Cristo anarquista: Jesus era a favor das religiões?

Antônio Carlos Costa, pastor presbiteriano, jornalista, teólogo, autor das obras Teologia da Trincheira e Convulsão Protestante e fundador da ONG Rio de Paz (instituição filiada ao Departamento de Informação Pública da ONU, a qual promove ações voltadas para a redução das violações dos direitos humanos), lança seu novo livro: Azorrague – Os conflitos de Cristo com instituições religiosas, publicação da Editora Mundo Cristão. Na obra, Antônio analisa as controvérsias de Jesus com a religião e revela como os líderes religiosos de hoje podem cair nas mesmas armadilhas de ontem, escondendo Deus das pessoas.
Fiel ao seu estilo instigador, em Azorrague, Antônio aponta os conflitos de Jesus com a religião para demonstrar os graves riscos a que os cristãos de hoje e, em especial seus líderes, estão sujeitos, à medida que se deixam levar pelo mero formalismo destituindo-se de misericórdia, graça, compaixão e amor.
Conforme ele aponta, a teologia não regulada pelo evangelho expõe os seres humanos às mais diferentes espécies de desatinos teológicos, bizarrices morais e extravagâncias espirituais. Por isso, é fundamental que o cristão esteja atento para que não seja vítima de um sistema religioso que está totalmente afastado do projeto de Deus para a igreja e a vida cristã.
A cada capítulo, o autor analisa diferentes embates que Jesus travou com líderes religiosos durante seu ministério e, assim, faz um eloquente alerta para que o cristão não cometa os mesmos erros daqueles que apenas têm aparência de piedade, mas estão equivocados em sua prática religiosa.
Quem não sabe separar Deus de religião está fadado a perder o encanto pelo próprio Deus. A realidade é que pastores e padres podem tornar Deus parecido com o diabo, dependendo de como agem, ensinam e pregam.
No livro, Antônio também fala sobre o modelo cristão de igreja apresentado por Jesus, uma igreja compromissada com a justiça e com a misericórdia, uma comunidade de membros leais a Deus, liderada por homens humildes, por pastores que fomentam entre a membresia uma relação que intelectualmente não seja subserviente a eles próprios, mas que conhecem suas limitações e que levam as pessoas, de fato, a Cristo.

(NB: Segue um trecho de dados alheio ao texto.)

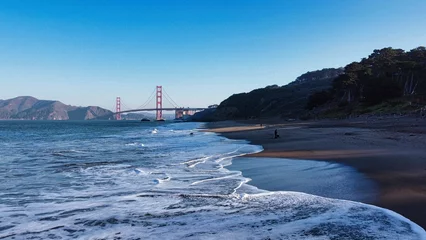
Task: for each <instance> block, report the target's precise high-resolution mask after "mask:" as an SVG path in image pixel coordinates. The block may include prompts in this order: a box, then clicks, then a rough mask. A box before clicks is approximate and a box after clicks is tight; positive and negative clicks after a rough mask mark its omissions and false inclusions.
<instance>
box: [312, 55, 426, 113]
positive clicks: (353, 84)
mask: <svg viewBox="0 0 426 240" xmlns="http://www.w3.org/2000/svg"><path fill="white" fill-rule="evenodd" d="M416 94H418V95H422V94H426V48H425V47H418V48H415V49H412V50H411V51H407V52H406V51H404V50H402V49H393V48H383V49H380V50H374V52H373V53H372V54H371V55H370V56H368V57H367V58H363V59H362V60H361V61H360V62H353V63H350V64H348V65H347V66H346V67H345V68H344V73H343V74H341V75H339V76H338V77H337V78H335V79H334V81H333V84H332V87H331V89H329V90H328V91H321V92H316V93H314V94H312V95H311V96H310V97H309V101H308V105H307V108H308V109H312V108H314V107H317V106H320V105H323V104H325V103H327V102H330V101H338V102H344V103H347V104H350V103H352V102H356V101H357V102H363V103H366V104H371V105H373V104H378V103H380V102H383V101H385V100H388V99H392V98H398V97H402V96H411V95H416Z"/></svg>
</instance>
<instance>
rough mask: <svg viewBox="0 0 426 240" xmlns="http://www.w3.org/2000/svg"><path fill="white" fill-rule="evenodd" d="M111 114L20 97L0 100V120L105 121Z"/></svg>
mask: <svg viewBox="0 0 426 240" xmlns="http://www.w3.org/2000/svg"><path fill="white" fill-rule="evenodd" d="M110 116H112V112H111V111H109V110H106V109H103V108H100V107H94V106H91V107H76V106H71V105H66V104H64V103H62V102H59V101H52V100H38V99H37V98H34V97H30V96H21V97H16V98H12V99H7V100H0V119H2V120H8V119H20V120H89V119H95V118H96V119H107V118H109V117H110Z"/></svg>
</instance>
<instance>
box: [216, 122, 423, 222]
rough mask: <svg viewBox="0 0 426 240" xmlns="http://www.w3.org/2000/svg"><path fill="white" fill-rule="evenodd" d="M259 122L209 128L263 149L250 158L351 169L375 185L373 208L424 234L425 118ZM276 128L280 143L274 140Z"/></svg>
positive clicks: (247, 122) (230, 136)
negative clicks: (309, 163)
mask: <svg viewBox="0 0 426 240" xmlns="http://www.w3.org/2000/svg"><path fill="white" fill-rule="evenodd" d="M261 123H262V127H260V125H259V122H254V121H246V122H240V123H235V122H218V123H210V124H208V127H209V128H210V129H211V130H212V131H214V132H218V133H221V134H222V135H224V136H225V137H228V138H231V139H246V140H249V141H250V142H252V143H253V144H256V145H262V146H263V148H264V149H265V150H264V151H263V152H260V153H257V154H252V155H250V156H251V157H262V158H264V157H274V158H287V159H294V160H297V159H304V160H323V161H328V162H337V163H342V164H345V165H348V166H351V167H353V168H355V169H356V170H358V171H359V172H360V173H362V174H365V175H366V176H367V177H368V178H370V179H372V180H373V181H374V182H375V183H376V184H377V186H378V197H377V199H376V201H375V202H373V203H372V204H374V205H377V206H380V207H384V208H387V209H391V210H393V211H395V212H398V213H399V214H401V215H403V216H405V217H407V218H409V219H410V220H412V221H414V222H416V223H417V224H419V225H420V226H421V227H423V228H424V229H426V119H414V118H390V117H388V118H383V119H379V118H375V119H356V120H339V121H337V120H336V121H316V122H287V123H285V122H284V123H283V122H282V120H281V122H280V120H264V121H262V122H261ZM275 129H278V133H279V135H280V136H281V137H280V138H279V139H274V138H273V132H274V130H275ZM261 160H262V159H259V161H261ZM243 175H244V171H243ZM275 175H276V174H275ZM283 179H285V177H284V176H283ZM253 185H255V184H253ZM280 190H283V191H285V190H288V189H280ZM367 203H371V202H368V201H367Z"/></svg>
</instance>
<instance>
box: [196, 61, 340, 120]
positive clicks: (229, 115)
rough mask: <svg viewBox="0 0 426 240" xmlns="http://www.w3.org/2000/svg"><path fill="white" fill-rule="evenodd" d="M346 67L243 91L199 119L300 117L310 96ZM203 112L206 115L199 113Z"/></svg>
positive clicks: (223, 101)
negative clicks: (286, 83) (273, 117)
mask: <svg viewBox="0 0 426 240" xmlns="http://www.w3.org/2000/svg"><path fill="white" fill-rule="evenodd" d="M343 72H344V70H343V69H342V68H327V69H322V70H318V71H314V72H307V73H305V74H303V75H301V76H300V77H298V78H297V79H296V80H295V81H293V82H291V83H290V84H288V85H285V86H281V87H280V86H277V85H271V86H267V87H265V88H260V89H255V90H253V91H251V92H249V93H239V94H234V95H232V96H230V97H229V98H228V99H226V100H224V101H223V102H222V103H221V104H220V105H219V106H218V108H217V109H216V111H214V112H212V113H211V114H207V115H204V116H203V117H202V118H201V119H197V120H201V121H203V120H209V121H210V120H235V119H250V118H268V117H288V118H292V117H299V116H300V115H301V114H303V113H304V112H306V104H307V102H308V97H309V96H310V95H311V94H312V93H314V92H316V91H321V90H324V89H328V88H330V86H331V83H332V81H333V79H334V78H336V77H337V76H339V75H340V74H343ZM199 116H202V115H199Z"/></svg>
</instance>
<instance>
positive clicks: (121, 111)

Leitura imprescindível para quem deseja compreender o problema grave que acomete o funcionamento de muitas instituições religiosas, Azorrague permite ao leitor redescobrir o Deus justo, amoroso e verdadeiro, tantas vezes encoberto pela prática religiosa legalista, moralista e autoritária. Um livro para ser carregado para rodas de discussão, pelas ruas e por ambientes de estímulo ao pensamento e que despertará o leitor para viver as boas-novas do evangelho de forma verdadeiramente autêntica e transformadora.
A novidade chega às livrarias a partir de setembro.